Москва не желала мириться с самоуправством и торопилась принять меры. 16 августа 1698 года на имя воеводы Старого Оскола Ивана Ивановича Тевяшова пришла грамота из Москвы — незамедлительно ехать в Воронежский уезд, на реки Битюг и Осередь, с проверкой («розыском») самовольников-поселенцев. Почему?
С 1 марта 1697 года Битюцкое и Серецкое ухожья взял в аренду полковник из города Острогожска Пётр Алексеевич Буларт; арендная плата составляла 202 рубля в год. Полковник получил разрешение поселить на Битюге «беспашенных черкас» (украинцев). Однако выяснилось, что ещё во время монастырского владения на Битюге основались разных городов сходцы и возникли самочинные поселения. Буларт хотел согнать с мест русских поселенцев или хотя бы получать с них деньги за аренду. Арендатор жаловался царю, что новые жители «оброчныя угодья разоряют и бортные ухожья секут и в оброчных реках рыбу ловят и всем владеют». В ответ на челобитные Буларта, а потом и его вдовы пришёл приказ воеводе Тевяшову отправляться на Битюг и Осередь.
Между тем в приказе значилось: «Которые ухожья были на оброке за ним Петром Булартом и в тех урочищах поселения руских людей и черкас, которые в тех оброчных ухожьях поселились насильством и оброчными ухожьи владеют, досмотреть и тамошних жителей допросить и про владенья оброчных ухожьев розыскать». Перед Тевяшовым ставились задачи: узнать, какие поселения существуют на Битюге и Осереди; взыскать с жителей этих поселений деньги за пользование ухожьями в 1698 году; взять с жителей обязательство, что они в дальнейшем будут вносить плату регулярно. На выполнение задания воеводе отводилось около двух месяцев.
Поручение было выполнено, документы отправлены в Москву. В Российском государственном архиве древних актов (РГАДА) хранятся и «поручные записи» жителей, и отчёт воеводы, в котором значатся 17 новых населённых пунктов. «Поручные записи» составлялись по единому образцу: «Се яз Савелей Мещереков да яз Федот Леденев да яз Фрол Зайцев». Назывались имена тех, кто обязывался в декабре каждого года доставлять деньги в Москву.

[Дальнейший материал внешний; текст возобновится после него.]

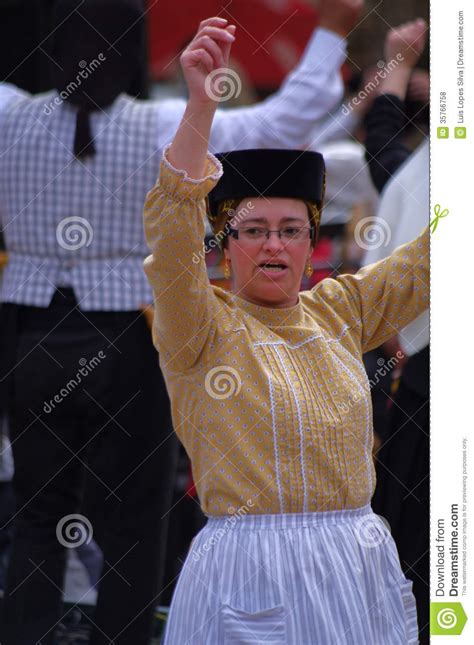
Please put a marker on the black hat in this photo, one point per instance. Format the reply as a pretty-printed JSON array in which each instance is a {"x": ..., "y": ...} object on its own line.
[{"x": 296, "y": 174}]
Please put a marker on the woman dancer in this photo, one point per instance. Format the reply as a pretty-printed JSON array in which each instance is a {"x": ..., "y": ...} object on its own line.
[{"x": 270, "y": 397}]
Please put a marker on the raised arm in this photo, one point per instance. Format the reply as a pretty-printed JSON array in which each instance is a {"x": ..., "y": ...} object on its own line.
[
  {"x": 382, "y": 298},
  {"x": 287, "y": 118},
  {"x": 186, "y": 312},
  {"x": 385, "y": 150}
]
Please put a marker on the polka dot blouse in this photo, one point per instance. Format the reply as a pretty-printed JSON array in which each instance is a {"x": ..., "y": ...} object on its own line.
[{"x": 272, "y": 405}]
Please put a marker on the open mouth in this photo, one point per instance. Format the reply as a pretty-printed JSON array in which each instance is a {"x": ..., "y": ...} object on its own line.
[{"x": 273, "y": 267}]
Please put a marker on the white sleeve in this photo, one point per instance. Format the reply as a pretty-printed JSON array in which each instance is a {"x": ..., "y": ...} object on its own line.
[{"x": 286, "y": 119}]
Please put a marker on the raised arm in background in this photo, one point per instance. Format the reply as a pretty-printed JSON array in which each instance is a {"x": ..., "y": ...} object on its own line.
[
  {"x": 385, "y": 150},
  {"x": 287, "y": 118}
]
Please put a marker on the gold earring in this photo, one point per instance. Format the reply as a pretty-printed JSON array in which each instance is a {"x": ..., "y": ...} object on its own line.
[{"x": 226, "y": 270}]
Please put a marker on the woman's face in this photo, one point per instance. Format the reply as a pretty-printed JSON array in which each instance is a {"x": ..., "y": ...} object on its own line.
[{"x": 248, "y": 258}]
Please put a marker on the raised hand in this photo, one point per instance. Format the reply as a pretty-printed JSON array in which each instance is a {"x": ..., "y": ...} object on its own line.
[
  {"x": 407, "y": 42},
  {"x": 207, "y": 52}
]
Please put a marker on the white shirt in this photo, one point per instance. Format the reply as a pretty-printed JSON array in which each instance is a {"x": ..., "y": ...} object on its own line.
[{"x": 79, "y": 223}]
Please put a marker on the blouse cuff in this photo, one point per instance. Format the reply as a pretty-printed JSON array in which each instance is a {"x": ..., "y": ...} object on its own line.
[{"x": 177, "y": 183}]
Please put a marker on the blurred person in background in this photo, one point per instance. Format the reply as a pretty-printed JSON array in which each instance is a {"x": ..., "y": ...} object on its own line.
[
  {"x": 402, "y": 492},
  {"x": 83, "y": 157}
]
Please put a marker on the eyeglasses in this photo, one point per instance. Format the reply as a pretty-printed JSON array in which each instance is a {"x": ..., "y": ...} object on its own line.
[{"x": 259, "y": 233}]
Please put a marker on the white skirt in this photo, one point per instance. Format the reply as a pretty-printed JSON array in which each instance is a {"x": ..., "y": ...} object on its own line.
[{"x": 329, "y": 578}]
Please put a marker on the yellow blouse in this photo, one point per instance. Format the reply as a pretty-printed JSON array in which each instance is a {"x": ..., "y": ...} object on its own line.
[{"x": 272, "y": 405}]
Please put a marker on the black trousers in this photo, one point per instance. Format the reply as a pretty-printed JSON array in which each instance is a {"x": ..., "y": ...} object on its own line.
[
  {"x": 88, "y": 403},
  {"x": 402, "y": 495}
]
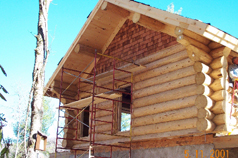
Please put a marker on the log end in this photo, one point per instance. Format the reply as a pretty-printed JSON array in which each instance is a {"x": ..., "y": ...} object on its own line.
[{"x": 205, "y": 125}]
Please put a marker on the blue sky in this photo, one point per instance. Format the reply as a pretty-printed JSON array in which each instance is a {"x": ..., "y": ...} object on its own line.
[{"x": 18, "y": 24}]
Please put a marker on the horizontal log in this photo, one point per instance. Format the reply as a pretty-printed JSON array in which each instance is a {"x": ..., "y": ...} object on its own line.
[
  {"x": 219, "y": 107},
  {"x": 164, "y": 106},
  {"x": 161, "y": 54},
  {"x": 201, "y": 67},
  {"x": 205, "y": 125},
  {"x": 168, "y": 116},
  {"x": 196, "y": 54},
  {"x": 166, "y": 96},
  {"x": 214, "y": 45},
  {"x": 219, "y": 63},
  {"x": 184, "y": 72},
  {"x": 203, "y": 101},
  {"x": 67, "y": 144},
  {"x": 204, "y": 79},
  {"x": 221, "y": 129},
  {"x": 219, "y": 119},
  {"x": 219, "y": 52},
  {"x": 165, "y": 127},
  {"x": 164, "y": 87},
  {"x": 163, "y": 69},
  {"x": 185, "y": 40},
  {"x": 219, "y": 84},
  {"x": 103, "y": 128},
  {"x": 205, "y": 113},
  {"x": 171, "y": 134},
  {"x": 218, "y": 73},
  {"x": 154, "y": 64},
  {"x": 104, "y": 118},
  {"x": 204, "y": 90},
  {"x": 219, "y": 95}
]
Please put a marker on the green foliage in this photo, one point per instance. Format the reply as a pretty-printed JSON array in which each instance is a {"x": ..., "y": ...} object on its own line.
[
  {"x": 125, "y": 121},
  {"x": 48, "y": 116},
  {"x": 5, "y": 151},
  {"x": 1, "y": 86},
  {"x": 47, "y": 121}
]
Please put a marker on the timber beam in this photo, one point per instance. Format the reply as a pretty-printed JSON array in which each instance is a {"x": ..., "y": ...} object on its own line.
[
  {"x": 80, "y": 48},
  {"x": 147, "y": 22}
]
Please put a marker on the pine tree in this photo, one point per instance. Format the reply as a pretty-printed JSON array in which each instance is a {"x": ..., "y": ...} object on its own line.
[{"x": 41, "y": 56}]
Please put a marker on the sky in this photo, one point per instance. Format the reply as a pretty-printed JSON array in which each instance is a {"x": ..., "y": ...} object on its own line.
[{"x": 18, "y": 25}]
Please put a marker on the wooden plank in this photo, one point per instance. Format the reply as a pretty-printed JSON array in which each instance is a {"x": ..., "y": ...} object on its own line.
[
  {"x": 186, "y": 40},
  {"x": 86, "y": 24},
  {"x": 161, "y": 15},
  {"x": 147, "y": 22},
  {"x": 226, "y": 142},
  {"x": 87, "y": 101}
]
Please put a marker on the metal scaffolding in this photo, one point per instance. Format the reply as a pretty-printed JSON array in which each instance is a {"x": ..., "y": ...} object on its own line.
[{"x": 93, "y": 109}]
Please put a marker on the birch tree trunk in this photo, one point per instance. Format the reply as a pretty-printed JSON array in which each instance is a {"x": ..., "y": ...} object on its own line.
[{"x": 41, "y": 56}]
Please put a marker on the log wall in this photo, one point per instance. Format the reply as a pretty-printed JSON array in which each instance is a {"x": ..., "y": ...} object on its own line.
[{"x": 182, "y": 91}]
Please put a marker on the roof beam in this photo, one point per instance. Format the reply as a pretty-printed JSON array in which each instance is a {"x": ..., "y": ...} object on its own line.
[
  {"x": 80, "y": 48},
  {"x": 147, "y": 22},
  {"x": 113, "y": 9}
]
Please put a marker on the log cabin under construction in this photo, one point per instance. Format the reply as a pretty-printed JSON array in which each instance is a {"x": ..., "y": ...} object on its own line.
[{"x": 166, "y": 73}]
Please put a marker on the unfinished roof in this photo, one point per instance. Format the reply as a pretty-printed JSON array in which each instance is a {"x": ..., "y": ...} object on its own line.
[{"x": 106, "y": 20}]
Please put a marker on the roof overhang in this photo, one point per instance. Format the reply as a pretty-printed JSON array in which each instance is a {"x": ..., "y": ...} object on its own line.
[{"x": 106, "y": 20}]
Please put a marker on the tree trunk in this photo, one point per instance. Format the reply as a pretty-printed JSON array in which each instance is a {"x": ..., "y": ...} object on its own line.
[{"x": 41, "y": 55}]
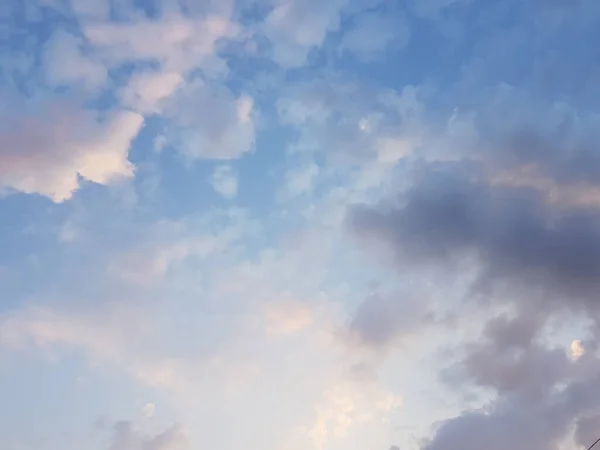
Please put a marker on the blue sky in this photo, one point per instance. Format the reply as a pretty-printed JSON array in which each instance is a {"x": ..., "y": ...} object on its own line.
[{"x": 299, "y": 224}]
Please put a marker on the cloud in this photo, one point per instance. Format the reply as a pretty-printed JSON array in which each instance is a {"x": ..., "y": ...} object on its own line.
[
  {"x": 209, "y": 122},
  {"x": 66, "y": 65},
  {"x": 380, "y": 320},
  {"x": 224, "y": 182},
  {"x": 149, "y": 410},
  {"x": 297, "y": 27},
  {"x": 48, "y": 153},
  {"x": 373, "y": 33},
  {"x": 91, "y": 9},
  {"x": 147, "y": 91},
  {"x": 288, "y": 317},
  {"x": 346, "y": 404},
  {"x": 125, "y": 437},
  {"x": 178, "y": 44},
  {"x": 301, "y": 180}
]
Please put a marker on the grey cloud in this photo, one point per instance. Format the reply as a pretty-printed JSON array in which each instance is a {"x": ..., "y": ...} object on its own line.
[
  {"x": 529, "y": 410},
  {"x": 447, "y": 217}
]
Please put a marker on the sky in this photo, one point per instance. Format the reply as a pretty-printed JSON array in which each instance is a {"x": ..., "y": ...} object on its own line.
[{"x": 299, "y": 224}]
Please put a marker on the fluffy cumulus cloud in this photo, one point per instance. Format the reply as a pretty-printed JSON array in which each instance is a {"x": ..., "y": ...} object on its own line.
[
  {"x": 288, "y": 224},
  {"x": 125, "y": 437},
  {"x": 49, "y": 151}
]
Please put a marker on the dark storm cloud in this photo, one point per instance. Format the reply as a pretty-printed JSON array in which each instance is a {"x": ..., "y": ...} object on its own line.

Жители соглашались платить в двойном размере, если плата почему-либо будет ими задержана.
Среди «поручных записей» обнаруживается искомая — взятая 5 октября 1698 года от имени жителей Бобровской слободы. «Се яз Нефед Кондратьев сын Скороваров, Карп Остахов сын Путинцов, Варломей Нестеров сын Струков, Евсей Алексеев сын Нойденов, Григорей Титов сын Холянин, Микифор Долматов, Улас Мещеринов, Петр Скомарахов, Степан Пчелинцов, Фетис Куркин, Филип Соложаницын, Осип Попов, Михайла Лихочев, Еремей Слепченков, Иван Попов, Карней Болдырев, Павел Турищев, Кирсан Уласов». Свидетелем или «послухом» достоверности поручной записи жителей Бобровской слободы был Григорий Зверев.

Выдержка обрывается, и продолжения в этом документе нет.